Point of View

Enterprise Leaders Must Look to Cognitive Assistant Services as a Critical Building Block for the Digital Enterprise

September 4, 2018

A new wave of services, powered by the change agents of smart analytics and artificial intelligence (AI), is on the horizon. One application has been to create cognitive assistants that can execute on business outcomes and impact enterprise operations; these cognitive assistants are part of the realm of services that are poised to help create more agile, predictive, and customer-centric organizations, as we have outlined in our HFS Digital OneOffice conceptual framework. It is critical for leaders across the enterprise to understand the capabilities and business cases for cognitive assistants and how they can be used as building blocks in the digital enterprise – these powerful tools have the capability increase sales, find new revenue streams, improve employee experience and many other business outcomes.  Business leaders in all areas of the enterprise should carefully examine and identify these opportunities and problems where cognitive assistants can have an impact.
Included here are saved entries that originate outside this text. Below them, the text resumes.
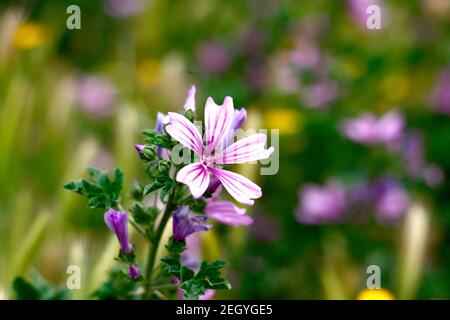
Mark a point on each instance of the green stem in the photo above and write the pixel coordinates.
(155, 243)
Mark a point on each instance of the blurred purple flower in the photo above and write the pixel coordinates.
(433, 176)
(322, 204)
(96, 95)
(391, 199)
(256, 75)
(139, 148)
(117, 222)
(367, 129)
(213, 58)
(413, 152)
(440, 97)
(184, 225)
(124, 8)
(253, 43)
(320, 94)
(305, 55)
(133, 272)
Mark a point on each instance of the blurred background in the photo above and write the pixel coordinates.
(364, 120)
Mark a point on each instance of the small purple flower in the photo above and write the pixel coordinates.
(390, 199)
(161, 121)
(184, 225)
(412, 151)
(139, 148)
(117, 222)
(213, 58)
(322, 204)
(227, 212)
(133, 272)
(192, 255)
(367, 129)
(190, 100)
(96, 95)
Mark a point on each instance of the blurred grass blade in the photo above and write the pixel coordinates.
(412, 250)
(30, 245)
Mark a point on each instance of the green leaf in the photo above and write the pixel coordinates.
(102, 192)
(37, 289)
(155, 185)
(162, 140)
(166, 189)
(144, 216)
(194, 285)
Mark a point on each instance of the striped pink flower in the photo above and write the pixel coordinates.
(218, 122)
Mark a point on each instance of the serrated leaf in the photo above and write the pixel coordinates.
(155, 185)
(162, 140)
(24, 290)
(101, 191)
(166, 189)
(193, 289)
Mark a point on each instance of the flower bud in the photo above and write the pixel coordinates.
(146, 152)
(133, 272)
(164, 166)
(137, 191)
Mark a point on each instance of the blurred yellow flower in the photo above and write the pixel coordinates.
(395, 87)
(286, 120)
(375, 294)
(149, 73)
(30, 35)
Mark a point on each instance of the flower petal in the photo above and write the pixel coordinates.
(218, 120)
(249, 149)
(182, 130)
(196, 177)
(227, 212)
(190, 100)
(239, 187)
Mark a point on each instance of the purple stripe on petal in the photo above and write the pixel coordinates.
(196, 177)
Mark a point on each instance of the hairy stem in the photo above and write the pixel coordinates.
(156, 240)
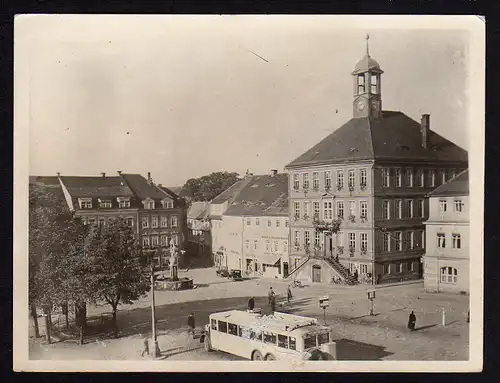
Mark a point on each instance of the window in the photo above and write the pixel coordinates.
(306, 209)
(316, 209)
(340, 179)
(352, 241)
(154, 241)
(410, 208)
(105, 203)
(386, 177)
(305, 181)
(399, 240)
(399, 208)
(328, 180)
(442, 205)
(364, 241)
(154, 221)
(352, 179)
(163, 221)
(328, 210)
(398, 177)
(386, 242)
(409, 177)
(315, 180)
(420, 208)
(296, 209)
(223, 326)
(420, 178)
(282, 341)
(441, 238)
(340, 209)
(232, 329)
(173, 221)
(432, 174)
(363, 206)
(269, 337)
(361, 83)
(296, 182)
(386, 208)
(373, 78)
(307, 237)
(449, 275)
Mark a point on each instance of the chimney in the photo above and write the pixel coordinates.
(424, 129)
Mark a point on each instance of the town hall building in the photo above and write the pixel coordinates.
(357, 199)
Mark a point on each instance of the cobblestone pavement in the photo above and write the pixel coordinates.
(383, 336)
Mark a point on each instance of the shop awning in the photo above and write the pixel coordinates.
(268, 259)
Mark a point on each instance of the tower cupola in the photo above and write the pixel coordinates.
(367, 86)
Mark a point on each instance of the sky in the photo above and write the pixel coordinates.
(182, 97)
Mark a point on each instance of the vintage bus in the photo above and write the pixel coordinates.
(279, 336)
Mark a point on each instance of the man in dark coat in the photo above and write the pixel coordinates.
(251, 303)
(191, 324)
(411, 321)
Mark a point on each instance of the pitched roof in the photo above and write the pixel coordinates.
(231, 192)
(142, 188)
(394, 136)
(198, 210)
(264, 195)
(459, 185)
(93, 187)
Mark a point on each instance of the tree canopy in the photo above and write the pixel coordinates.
(209, 186)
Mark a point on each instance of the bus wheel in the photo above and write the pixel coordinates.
(256, 355)
(206, 343)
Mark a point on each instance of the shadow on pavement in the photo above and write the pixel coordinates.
(352, 350)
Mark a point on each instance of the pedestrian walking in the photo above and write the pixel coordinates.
(145, 346)
(191, 324)
(412, 319)
(251, 304)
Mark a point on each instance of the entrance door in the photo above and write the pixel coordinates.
(316, 277)
(285, 269)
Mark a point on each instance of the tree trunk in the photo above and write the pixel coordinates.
(34, 315)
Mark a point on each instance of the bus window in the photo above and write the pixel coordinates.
(269, 337)
(232, 329)
(309, 341)
(282, 341)
(323, 338)
(222, 326)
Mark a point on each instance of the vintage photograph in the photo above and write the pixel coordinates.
(258, 193)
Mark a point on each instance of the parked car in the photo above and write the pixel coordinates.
(235, 275)
(223, 272)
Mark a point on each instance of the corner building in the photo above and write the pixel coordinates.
(371, 177)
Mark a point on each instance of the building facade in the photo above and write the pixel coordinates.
(446, 261)
(358, 197)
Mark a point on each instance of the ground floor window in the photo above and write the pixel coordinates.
(449, 275)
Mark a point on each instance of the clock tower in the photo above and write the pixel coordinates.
(367, 87)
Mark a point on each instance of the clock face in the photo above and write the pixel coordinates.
(361, 104)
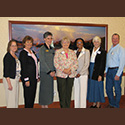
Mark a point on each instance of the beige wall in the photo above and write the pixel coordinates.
(115, 24)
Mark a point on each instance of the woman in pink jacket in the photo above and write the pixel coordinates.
(66, 64)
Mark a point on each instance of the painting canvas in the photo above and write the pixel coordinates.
(18, 30)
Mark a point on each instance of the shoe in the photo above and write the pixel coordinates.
(109, 106)
(93, 106)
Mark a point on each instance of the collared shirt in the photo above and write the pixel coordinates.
(116, 58)
(94, 53)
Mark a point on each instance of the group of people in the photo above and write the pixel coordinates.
(82, 68)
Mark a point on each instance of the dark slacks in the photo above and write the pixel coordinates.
(110, 83)
(64, 86)
(30, 93)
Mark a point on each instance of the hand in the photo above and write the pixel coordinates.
(27, 84)
(99, 78)
(10, 87)
(116, 77)
(78, 75)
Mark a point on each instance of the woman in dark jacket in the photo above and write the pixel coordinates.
(96, 74)
(11, 73)
(29, 71)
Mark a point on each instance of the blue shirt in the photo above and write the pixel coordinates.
(116, 58)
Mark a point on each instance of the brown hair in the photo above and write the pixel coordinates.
(9, 44)
(25, 39)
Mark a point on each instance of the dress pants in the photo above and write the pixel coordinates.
(64, 86)
(110, 83)
(12, 95)
(80, 93)
(30, 93)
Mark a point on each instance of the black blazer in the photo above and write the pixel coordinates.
(9, 66)
(100, 63)
(28, 66)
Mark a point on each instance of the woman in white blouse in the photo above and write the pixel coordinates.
(11, 75)
(96, 74)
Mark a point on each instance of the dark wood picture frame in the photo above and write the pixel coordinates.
(59, 24)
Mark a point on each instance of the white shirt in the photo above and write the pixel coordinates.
(94, 53)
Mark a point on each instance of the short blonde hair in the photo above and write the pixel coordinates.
(96, 38)
(65, 38)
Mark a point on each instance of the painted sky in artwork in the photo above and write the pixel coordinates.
(19, 31)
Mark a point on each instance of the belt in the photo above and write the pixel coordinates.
(113, 67)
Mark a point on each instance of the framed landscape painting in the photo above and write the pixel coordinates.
(19, 29)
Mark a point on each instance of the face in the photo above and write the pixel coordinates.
(48, 40)
(115, 40)
(79, 44)
(96, 44)
(65, 44)
(28, 44)
(13, 47)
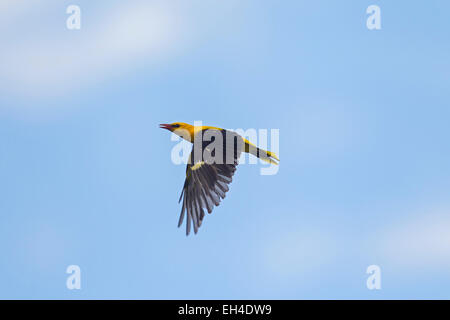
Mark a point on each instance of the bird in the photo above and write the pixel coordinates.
(210, 167)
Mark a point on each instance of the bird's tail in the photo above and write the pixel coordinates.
(264, 155)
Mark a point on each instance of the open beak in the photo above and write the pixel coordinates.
(165, 126)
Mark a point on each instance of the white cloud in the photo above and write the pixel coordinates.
(127, 35)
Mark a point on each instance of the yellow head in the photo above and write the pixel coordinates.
(184, 130)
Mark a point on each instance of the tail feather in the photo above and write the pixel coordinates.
(262, 154)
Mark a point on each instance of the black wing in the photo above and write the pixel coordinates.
(207, 179)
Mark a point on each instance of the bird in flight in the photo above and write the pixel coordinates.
(210, 168)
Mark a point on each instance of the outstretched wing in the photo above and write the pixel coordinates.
(207, 180)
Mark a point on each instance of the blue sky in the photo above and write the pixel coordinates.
(86, 174)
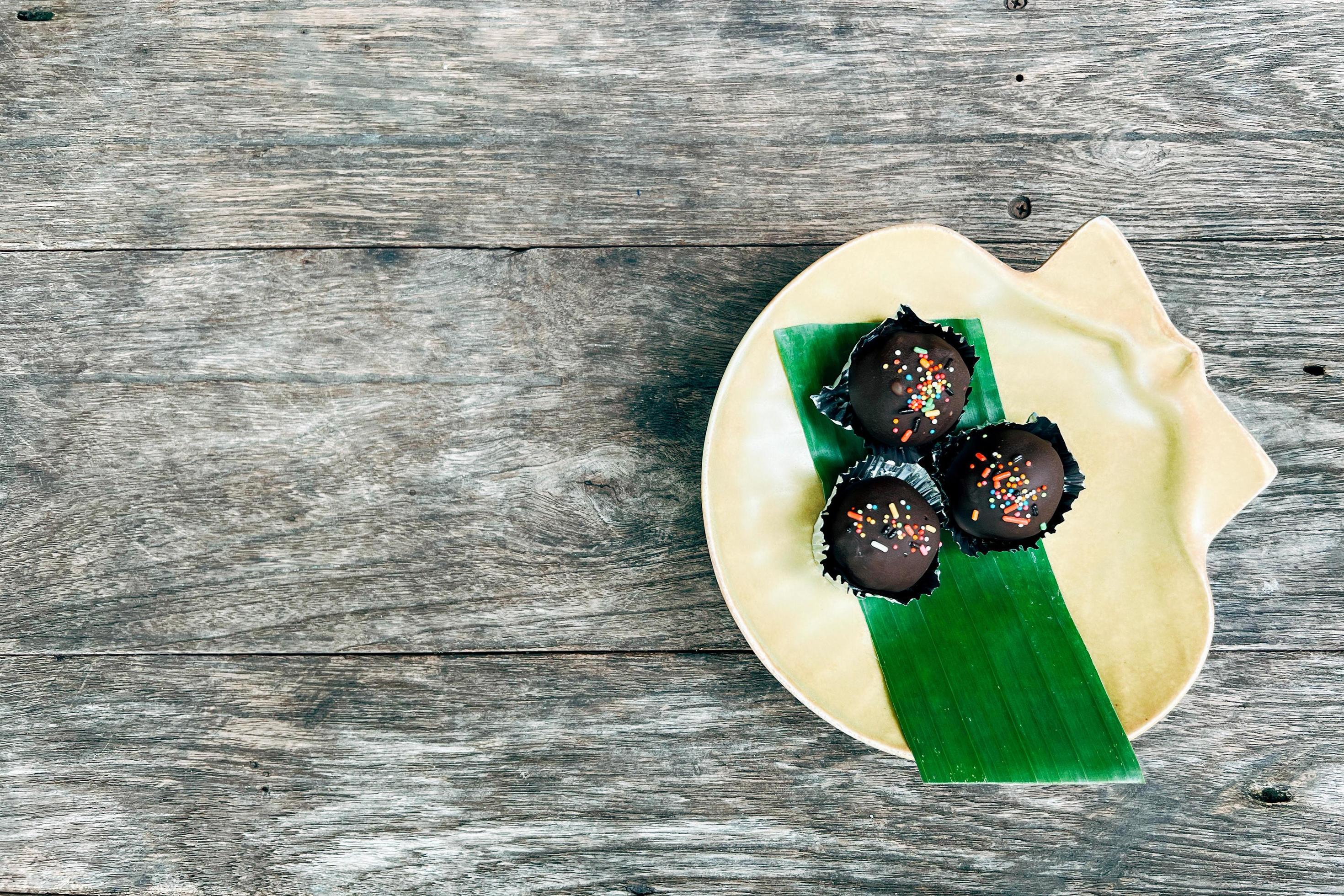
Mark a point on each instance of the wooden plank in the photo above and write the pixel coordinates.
(553, 123)
(582, 774)
(456, 450)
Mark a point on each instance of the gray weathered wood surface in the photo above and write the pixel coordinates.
(496, 123)
(281, 450)
(600, 774)
(275, 456)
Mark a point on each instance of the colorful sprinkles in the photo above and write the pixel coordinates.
(924, 383)
(1010, 490)
(893, 527)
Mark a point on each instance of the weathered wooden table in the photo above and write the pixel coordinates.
(354, 366)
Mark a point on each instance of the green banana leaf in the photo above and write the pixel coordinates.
(988, 677)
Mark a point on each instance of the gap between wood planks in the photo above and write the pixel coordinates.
(496, 652)
(289, 248)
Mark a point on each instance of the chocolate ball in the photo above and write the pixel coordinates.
(907, 389)
(881, 534)
(1006, 483)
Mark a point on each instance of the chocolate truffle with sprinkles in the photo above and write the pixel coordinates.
(1004, 483)
(881, 534)
(907, 389)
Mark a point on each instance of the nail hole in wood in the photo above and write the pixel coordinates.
(1272, 795)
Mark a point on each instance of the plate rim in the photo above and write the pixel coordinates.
(758, 323)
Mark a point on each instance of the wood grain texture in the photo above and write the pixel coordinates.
(554, 123)
(688, 774)
(465, 450)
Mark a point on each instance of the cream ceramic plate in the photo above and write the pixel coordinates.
(1084, 341)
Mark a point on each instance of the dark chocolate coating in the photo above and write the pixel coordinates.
(1030, 493)
(882, 397)
(910, 551)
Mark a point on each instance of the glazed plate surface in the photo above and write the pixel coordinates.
(1085, 341)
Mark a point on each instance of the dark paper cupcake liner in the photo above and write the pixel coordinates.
(834, 401)
(948, 448)
(923, 483)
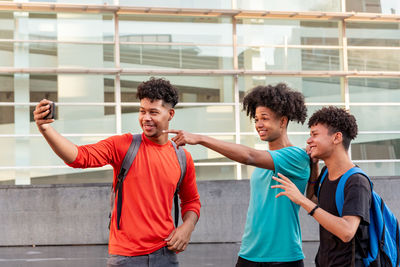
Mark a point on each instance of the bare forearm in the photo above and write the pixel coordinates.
(65, 149)
(338, 226)
(239, 153)
(310, 193)
(190, 217)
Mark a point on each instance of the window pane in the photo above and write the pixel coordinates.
(376, 146)
(295, 5)
(192, 119)
(374, 90)
(291, 32)
(292, 59)
(164, 29)
(376, 118)
(374, 60)
(67, 55)
(80, 119)
(176, 57)
(247, 125)
(24, 153)
(6, 25)
(373, 34)
(225, 4)
(191, 89)
(374, 6)
(380, 168)
(314, 89)
(63, 27)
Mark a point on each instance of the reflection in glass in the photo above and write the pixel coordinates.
(292, 59)
(314, 89)
(176, 57)
(177, 29)
(374, 6)
(63, 27)
(380, 168)
(373, 34)
(374, 89)
(374, 60)
(261, 32)
(377, 146)
(247, 124)
(193, 89)
(224, 4)
(81, 120)
(377, 118)
(290, 5)
(69, 55)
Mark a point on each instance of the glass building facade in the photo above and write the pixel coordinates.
(89, 59)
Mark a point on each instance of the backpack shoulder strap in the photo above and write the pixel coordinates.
(130, 156)
(321, 181)
(339, 196)
(180, 153)
(126, 164)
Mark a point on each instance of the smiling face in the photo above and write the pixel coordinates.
(321, 142)
(268, 124)
(154, 117)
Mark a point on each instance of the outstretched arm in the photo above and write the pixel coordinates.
(343, 227)
(236, 152)
(314, 169)
(66, 150)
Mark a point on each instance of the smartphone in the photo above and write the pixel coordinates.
(52, 113)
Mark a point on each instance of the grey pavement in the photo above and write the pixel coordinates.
(196, 255)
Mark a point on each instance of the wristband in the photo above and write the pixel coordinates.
(311, 213)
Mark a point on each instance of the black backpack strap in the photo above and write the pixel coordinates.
(126, 164)
(180, 153)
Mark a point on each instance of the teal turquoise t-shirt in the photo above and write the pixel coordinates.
(272, 232)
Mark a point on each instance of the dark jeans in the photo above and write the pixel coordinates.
(159, 258)
(245, 263)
Cognitive assistants are a crucial element of the digital business operations ecosystem


In our inaugural research for the HFS Top 10 Cognitive Assistant Providers, we explored the emerging market in the provider ecosystem for services that we call cognitive assistants—the intelligent, automated interactions that replace or augment human customer-facing transactions and processes or internal enterprise interactions and processes.


Today’s digital enterprises are not just looking for ways to become more efficient; they are also looking for ways to differentiate. It’s not just about the front office; when companies reorganized in the way we have outlined with OneOffice, they will often look within for ways to make operations internally more aligned with the customer. Cognitive assistant capabilities, whether deployed within middle and back office functions or directly with the customer, are using the power of AI and analytics to help companies transform and ultimately become more competitive.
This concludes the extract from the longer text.